Your procedure for the first exercise is correct. Note however that, as you may have noticed already, that approach is only useful if the cosine has unitary pulsatance. There is a generic way to do this, if we think of the problem in the frequency domain.
I'll apply this method to the exercise you already solved, so that you can work the second one on your own. In the frequency domain, your exercise can be stated as follows:
$$G(\omega)=\frac{1}{2\pi}X(\omega) *[\pi\delta(\omega-1)+\pi\delta(\omega+1)]$$
Remember that convolving signals with Dirac deltas can be easily made graphically. It's just centering the signal being convolved (in this case, $X(\omega$)) in the position where the impulses are.

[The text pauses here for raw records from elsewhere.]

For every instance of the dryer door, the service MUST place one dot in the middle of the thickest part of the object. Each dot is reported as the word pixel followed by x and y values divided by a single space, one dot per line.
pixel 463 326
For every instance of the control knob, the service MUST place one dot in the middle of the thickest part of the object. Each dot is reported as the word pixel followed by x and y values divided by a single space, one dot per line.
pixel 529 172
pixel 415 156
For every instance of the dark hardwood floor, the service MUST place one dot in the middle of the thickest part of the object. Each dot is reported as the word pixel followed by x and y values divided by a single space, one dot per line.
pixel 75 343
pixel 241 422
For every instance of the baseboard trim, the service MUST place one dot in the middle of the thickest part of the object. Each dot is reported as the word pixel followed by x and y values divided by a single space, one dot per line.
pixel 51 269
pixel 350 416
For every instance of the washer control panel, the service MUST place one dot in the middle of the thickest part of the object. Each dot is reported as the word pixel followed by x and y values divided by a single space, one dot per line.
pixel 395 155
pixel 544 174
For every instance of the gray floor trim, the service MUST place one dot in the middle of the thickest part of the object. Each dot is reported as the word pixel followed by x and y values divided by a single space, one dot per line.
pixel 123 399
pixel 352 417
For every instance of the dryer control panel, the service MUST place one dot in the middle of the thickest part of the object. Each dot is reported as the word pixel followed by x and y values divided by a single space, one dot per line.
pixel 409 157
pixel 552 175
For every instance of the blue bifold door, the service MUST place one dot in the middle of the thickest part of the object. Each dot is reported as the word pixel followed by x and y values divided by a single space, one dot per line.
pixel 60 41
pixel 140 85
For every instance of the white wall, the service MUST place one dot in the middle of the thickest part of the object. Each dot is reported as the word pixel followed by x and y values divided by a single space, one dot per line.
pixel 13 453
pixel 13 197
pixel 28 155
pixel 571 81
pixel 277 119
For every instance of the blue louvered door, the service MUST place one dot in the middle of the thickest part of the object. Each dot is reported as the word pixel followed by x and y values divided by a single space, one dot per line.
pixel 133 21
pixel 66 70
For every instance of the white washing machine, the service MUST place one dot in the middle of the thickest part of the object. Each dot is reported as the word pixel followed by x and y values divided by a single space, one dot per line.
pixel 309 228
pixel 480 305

Notice that when the impulses are centered in $\omega=\pm1$, if $X(\omega)$ was a rectangular pulse of width $2$ and amplitude $2$ as well, then the convolution would return a rectangular pulse of width $4$ (one for each impulse, and as they don't overlap they keep the rectangular shape) of amplitude $2\pi$. But because convolution in the frequency domain has to be divided by $2\pi$ when going back to the time domain, we get that if $X(\omega)=\mathrm{rect}(\omega/2)$, then the equality holds. That transform corresponds indeed to the signal $x(t)$ you found using the trigonometric identity.
See that this approach is useful for any position of the Dirac deltas. In the second case, they are at $\omega=\pm 2/3$. Can you solve it now?